Black Hills, South Dakota, United States
|Elevation||7,242 ft (2,207 m)|
|Area||5,000 sq mi (13,000 km2)|
|Orogeny||Trans-Hudson and Laramide|
|Age of rock||Precambrian, Paleozoic, Mesozoic, Cenozoic and Tertiary|
|Type of rock||Shale, sandstone, limestone, slate, quartzite and granite|
In 1868, the U.S. government signed the Fort Laramie Treaty of 1868. This exempted the Black Hills from all white settlement forever.
But, when European Americans discovered gold there in 1874, miners swept into the area in a gold rush. The US government reassigned the Lakota, against their wishes, to other reservations in western South Dakota. Unlike most of South Dakota, the Black Hills were settled by European Americans from population centers to the west and south. Miners flocked there from earlier gold boom places in Colorado and Montana.

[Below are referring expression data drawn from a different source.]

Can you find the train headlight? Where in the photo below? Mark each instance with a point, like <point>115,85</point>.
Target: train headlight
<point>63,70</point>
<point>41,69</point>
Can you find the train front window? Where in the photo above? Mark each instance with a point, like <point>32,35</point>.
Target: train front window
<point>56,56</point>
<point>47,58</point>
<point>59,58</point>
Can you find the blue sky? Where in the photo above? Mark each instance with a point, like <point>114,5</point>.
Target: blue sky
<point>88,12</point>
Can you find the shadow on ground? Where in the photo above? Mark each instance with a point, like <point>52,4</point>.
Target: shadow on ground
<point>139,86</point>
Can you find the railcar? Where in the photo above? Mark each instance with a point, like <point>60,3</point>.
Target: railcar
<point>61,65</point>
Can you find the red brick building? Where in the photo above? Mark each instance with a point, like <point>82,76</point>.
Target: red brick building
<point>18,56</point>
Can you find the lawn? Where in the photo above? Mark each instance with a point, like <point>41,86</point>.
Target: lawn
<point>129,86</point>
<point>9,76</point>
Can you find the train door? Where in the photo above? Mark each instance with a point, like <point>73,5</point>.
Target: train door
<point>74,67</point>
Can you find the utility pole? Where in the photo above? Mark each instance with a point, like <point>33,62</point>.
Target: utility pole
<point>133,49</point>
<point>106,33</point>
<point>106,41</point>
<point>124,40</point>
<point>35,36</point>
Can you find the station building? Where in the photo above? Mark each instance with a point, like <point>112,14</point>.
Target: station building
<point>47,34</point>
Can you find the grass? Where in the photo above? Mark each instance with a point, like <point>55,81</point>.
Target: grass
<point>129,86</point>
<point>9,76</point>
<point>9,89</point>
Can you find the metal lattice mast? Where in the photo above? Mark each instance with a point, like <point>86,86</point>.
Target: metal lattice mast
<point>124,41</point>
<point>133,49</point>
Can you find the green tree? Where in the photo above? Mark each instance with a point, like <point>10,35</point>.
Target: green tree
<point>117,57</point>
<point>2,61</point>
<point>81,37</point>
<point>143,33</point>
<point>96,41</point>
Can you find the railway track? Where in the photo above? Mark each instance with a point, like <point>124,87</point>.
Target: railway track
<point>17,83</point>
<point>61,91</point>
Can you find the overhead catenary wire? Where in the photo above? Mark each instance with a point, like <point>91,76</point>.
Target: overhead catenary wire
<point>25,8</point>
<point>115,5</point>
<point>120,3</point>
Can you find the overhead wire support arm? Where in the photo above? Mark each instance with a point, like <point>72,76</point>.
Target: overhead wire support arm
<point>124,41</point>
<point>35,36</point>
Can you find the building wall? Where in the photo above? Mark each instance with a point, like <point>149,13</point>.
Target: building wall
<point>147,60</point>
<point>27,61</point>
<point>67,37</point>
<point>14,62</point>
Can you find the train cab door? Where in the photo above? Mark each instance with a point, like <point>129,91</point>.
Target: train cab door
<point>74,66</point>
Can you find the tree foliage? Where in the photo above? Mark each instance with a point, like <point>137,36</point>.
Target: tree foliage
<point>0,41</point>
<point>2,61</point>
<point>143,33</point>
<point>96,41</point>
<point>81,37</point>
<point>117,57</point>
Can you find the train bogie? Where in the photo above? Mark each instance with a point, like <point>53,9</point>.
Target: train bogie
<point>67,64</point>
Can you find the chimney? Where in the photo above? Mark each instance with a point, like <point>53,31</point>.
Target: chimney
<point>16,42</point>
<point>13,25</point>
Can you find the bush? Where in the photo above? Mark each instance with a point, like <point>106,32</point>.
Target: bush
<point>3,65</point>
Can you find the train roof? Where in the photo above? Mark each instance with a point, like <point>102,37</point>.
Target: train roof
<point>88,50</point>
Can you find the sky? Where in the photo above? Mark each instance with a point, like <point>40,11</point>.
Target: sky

As the economy shifted from mining and logging, the tourism industry has grown. The Black Hills have two areas: "The Southern Hills" and "The Northern Hills". The Southern Hills is home to Mount Rushmore National Memorial, Wind Cave National Park, Jewel Cave National Monument, Harney Peak (the highest point in the United States east of the Rockies), Custer State Park (the largest state park in South Dakota, and one of the largest in the US), the Crazy Horse Memorial (the largest sculpture in the world), and the Mammoth Site in Hot Springs, the world’s largest mammoth research facility.